Based on Annie Ernaux’s novel of the same name, Diwan’s discreet yet thunderous drama tells the story of Anne (an exceptional performance from Anamaria Vartolomei) – modelled on Ernaux herself –  who realises she is pregnant in the midst of her studies. The result of a brief fling, Anne is certain she does not want to have a baby, determined to pass her exams and begin her career as a writer.  Yet, it is 1963 and both contraception and abortion are illegal. No doctor wants to help her, and Anne receives no support from her friends, who fear prison time if they support or assist her endeavours to rid herself of ‘it’. At a loss, carrying a very dangerous secret, Anne decides to take matters into her own hands.

Credit: allocine.fr

Vartolomei exquisitely captures both a seething determination to prevail, a resolution to defy what is expected of her, and a quiet panic that day in day out torments her into believing that this might well be how her life turns out, overrun by “the illness that turns women into housewives”, as she tells a dumbstruck professor.

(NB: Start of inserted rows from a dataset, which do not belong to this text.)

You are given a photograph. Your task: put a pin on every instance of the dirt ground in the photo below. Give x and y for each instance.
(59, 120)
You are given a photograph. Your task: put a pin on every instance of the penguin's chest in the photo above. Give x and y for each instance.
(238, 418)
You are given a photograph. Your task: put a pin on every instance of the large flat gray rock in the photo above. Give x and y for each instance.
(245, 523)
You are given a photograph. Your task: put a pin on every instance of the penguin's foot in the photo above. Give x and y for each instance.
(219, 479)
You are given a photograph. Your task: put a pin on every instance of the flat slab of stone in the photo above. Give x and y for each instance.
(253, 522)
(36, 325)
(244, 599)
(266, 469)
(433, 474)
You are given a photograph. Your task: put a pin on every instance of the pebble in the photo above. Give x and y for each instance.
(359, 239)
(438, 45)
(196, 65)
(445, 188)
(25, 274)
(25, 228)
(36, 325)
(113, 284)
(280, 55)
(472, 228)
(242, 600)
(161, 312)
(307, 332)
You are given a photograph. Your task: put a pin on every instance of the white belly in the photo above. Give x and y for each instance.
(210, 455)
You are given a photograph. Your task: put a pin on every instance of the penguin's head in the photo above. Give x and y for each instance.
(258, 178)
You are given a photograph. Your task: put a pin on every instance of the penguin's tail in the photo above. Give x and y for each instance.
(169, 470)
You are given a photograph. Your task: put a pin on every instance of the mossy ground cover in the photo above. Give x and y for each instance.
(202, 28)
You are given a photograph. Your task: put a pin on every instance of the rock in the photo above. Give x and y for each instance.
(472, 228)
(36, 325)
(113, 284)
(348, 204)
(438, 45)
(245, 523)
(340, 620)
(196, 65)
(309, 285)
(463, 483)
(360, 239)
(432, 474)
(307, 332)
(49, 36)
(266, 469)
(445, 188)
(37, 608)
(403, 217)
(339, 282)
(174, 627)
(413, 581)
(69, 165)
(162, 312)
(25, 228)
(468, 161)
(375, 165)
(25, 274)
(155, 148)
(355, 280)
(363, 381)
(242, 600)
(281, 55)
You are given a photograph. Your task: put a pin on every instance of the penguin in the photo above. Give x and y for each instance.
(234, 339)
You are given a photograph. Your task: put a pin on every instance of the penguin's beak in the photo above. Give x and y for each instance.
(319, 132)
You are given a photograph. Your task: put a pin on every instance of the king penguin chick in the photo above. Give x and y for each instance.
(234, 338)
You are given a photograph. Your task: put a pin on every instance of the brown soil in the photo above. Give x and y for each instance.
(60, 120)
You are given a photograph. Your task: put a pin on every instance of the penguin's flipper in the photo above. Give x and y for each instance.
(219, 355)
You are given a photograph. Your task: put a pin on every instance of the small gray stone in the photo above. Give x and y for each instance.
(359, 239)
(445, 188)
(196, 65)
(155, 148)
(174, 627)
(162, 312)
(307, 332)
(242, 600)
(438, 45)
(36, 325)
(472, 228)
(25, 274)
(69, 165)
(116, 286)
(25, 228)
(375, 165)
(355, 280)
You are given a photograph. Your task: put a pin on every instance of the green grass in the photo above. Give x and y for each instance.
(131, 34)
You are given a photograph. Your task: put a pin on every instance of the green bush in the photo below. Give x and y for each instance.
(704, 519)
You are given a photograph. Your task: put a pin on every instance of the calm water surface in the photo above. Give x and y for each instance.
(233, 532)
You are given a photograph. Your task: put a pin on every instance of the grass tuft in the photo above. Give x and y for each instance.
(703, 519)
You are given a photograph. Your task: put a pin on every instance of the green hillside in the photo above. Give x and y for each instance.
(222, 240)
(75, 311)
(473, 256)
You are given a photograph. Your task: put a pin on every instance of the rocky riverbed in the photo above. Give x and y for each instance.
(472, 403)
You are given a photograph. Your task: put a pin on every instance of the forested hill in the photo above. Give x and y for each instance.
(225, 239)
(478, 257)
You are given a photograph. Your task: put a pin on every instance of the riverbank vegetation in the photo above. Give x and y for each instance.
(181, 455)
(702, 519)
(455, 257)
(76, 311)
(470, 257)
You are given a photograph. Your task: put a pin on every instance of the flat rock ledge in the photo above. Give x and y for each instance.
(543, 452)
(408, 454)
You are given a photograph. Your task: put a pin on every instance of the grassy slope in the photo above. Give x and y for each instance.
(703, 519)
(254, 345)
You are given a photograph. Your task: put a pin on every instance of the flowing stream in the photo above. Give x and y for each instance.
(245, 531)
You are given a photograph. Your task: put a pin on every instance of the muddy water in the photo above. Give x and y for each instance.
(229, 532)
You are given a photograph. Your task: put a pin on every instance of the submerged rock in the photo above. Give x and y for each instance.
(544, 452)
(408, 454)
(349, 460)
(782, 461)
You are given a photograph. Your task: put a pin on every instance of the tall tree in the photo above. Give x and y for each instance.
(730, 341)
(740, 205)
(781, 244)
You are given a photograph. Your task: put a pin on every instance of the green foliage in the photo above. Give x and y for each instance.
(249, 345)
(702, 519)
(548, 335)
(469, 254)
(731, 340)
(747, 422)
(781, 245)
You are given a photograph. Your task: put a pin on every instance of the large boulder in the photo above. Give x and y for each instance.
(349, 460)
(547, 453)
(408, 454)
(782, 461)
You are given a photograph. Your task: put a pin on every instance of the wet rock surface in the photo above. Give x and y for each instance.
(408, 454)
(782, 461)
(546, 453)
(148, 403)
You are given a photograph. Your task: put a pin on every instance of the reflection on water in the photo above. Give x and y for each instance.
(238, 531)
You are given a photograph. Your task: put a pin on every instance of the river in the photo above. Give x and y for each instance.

What is particularly extraordinary about Happening is its never-faltering courage to tell the story as it is. Abortion is an increasingly back-and-forth topical issue, balancing between countries that have recently legalised it (such as Argentina), and those that have started banning it (Poland). Diwan’s film takes place in 1963, a time at which Anne’s honesty with doctors and friends, who pale and try to terminate the conversation immediately, is taboo and nightmarish to watch. And yet, whilst it appears far away on screen, it isn’t so far from the present truth. A woman’s body is still not hers. Anne’s torment, from being perceived as a walking, living crime to enduring the terror of pregnancy alone, is determined for her by aged doctors, who lie to her about medication and refuse to discuss even the possibility of another option with her. No doubt Diwan’s decision to film everything however, at its most graphic and traumatic, is what makes Happening such a powerful testimony of abortion. Perhaps watching and squirming at the very real turmoil thousands of women who have had to illegally abort have been through won’t change current laws. But as Anne fights, fails, fights again, for her life, her future, her body, Happening superbly shouts its message, rallying viewers into battling alongside her.